# Need help! 2.7T KO3 actuators shot



## ryanjn (Mar 3, 2009)

Immediately following the installation of high-flow downpipes (custom fabricated), *both* of the actuators in my 2004 A6 2.7T have failed. Consequently, the waste gates do not open when boost pressure is achieved, and the ECU throws me into a soft limp (DTC: boost limit exceeded).
This has been confirmed by my regular tuning shop, the same who installed the downpipes. The shop has offered two solutions: replacing the KO3's with new OEM KO3's or upgrading to KO4's. Neither of these are within my budget after all the recent work I had saved up for (chip, coilovers, downpipes).
From what I've read, the actuators themselves can be replaced on the KO3s, though the tuner called me crazy at the thought of this idea.
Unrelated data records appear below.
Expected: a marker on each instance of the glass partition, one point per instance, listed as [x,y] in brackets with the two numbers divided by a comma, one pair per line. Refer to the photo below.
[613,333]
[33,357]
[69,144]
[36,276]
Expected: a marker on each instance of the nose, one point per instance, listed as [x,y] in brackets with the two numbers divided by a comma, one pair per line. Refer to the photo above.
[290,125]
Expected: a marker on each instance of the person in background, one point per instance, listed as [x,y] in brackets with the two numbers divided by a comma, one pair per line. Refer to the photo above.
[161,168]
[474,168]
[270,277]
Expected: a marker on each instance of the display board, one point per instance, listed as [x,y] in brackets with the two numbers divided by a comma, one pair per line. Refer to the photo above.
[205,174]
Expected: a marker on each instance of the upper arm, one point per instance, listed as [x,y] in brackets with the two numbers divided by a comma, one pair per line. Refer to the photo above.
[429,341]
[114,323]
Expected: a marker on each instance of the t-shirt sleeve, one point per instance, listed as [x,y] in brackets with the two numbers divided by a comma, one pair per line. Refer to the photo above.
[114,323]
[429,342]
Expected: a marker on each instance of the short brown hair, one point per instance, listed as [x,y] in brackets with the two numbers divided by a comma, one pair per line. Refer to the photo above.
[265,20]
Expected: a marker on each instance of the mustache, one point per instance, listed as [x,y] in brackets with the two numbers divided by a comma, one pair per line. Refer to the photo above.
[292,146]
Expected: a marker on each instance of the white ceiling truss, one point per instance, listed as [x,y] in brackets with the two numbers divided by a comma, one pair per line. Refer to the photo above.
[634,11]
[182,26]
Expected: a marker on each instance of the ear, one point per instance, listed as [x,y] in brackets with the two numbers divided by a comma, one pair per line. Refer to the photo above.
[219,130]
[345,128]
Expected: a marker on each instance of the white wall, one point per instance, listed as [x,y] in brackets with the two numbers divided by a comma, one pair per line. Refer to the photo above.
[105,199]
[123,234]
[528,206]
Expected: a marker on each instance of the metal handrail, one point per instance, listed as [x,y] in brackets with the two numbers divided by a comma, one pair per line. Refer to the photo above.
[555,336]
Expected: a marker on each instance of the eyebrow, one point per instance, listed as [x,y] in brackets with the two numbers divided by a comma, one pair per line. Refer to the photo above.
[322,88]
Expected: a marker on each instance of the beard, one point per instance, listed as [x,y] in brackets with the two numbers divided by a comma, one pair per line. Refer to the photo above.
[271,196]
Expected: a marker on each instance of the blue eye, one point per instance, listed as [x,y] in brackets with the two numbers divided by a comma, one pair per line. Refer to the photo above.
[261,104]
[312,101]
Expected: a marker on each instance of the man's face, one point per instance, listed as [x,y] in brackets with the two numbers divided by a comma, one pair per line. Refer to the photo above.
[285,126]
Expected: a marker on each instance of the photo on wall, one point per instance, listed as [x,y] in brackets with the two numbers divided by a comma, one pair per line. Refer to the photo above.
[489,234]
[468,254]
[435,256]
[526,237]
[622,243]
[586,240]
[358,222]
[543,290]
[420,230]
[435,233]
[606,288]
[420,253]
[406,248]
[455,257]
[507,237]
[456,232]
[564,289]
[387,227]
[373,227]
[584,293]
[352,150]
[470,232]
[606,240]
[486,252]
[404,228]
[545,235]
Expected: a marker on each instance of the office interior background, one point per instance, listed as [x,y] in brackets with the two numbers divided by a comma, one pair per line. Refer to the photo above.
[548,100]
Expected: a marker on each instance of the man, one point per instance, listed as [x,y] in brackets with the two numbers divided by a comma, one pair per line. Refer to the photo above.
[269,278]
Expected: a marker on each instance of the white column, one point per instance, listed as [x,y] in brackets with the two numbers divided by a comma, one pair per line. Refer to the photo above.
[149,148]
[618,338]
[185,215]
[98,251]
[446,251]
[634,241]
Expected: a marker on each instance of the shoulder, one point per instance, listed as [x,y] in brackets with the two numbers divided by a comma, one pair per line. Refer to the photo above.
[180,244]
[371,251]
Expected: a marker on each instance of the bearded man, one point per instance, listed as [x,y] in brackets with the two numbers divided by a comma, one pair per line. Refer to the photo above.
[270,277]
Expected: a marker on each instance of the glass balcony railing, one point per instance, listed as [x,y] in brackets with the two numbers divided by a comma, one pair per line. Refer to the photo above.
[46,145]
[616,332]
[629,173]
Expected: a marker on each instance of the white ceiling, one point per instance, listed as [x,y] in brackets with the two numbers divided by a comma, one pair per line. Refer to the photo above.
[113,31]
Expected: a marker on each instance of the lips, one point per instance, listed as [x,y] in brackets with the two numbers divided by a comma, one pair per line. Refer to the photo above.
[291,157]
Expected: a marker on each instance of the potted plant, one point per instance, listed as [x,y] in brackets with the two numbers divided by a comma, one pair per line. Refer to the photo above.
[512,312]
Another tex member offered to sell me 2 used KO3s, and guarantees they're in working condition.. but the shop refuses to humor this idea either (understandably), as they don't welcome customer supplied parts. There really is no way of knowing that the problem is fixed until they are installed.
I'm looking for suggestions out there.. or perhaps a local shop that will install the used turbos for a decent rate (may be worth a shot). All I can do otherwise is wait (and save), or trade the car in.


----------



## GLS-S4 (Jun 6, 2005)

*Re: Need help! 2.7T KO3 actuators shot (ryanjn)*

Maybe your wastegate line is leaking or N75 has failed. Inspect rubber hose at each WG to ensure it is not disconnected. Wastegate line operates using pressure (not vacuum like some ppl suggest) so try gently applying regulated ~5psi to T connector at bottom of N75 to hear if there is a WG Line pressure leak and /or have 2nd person check underneath for WG Rod Actuation.


----------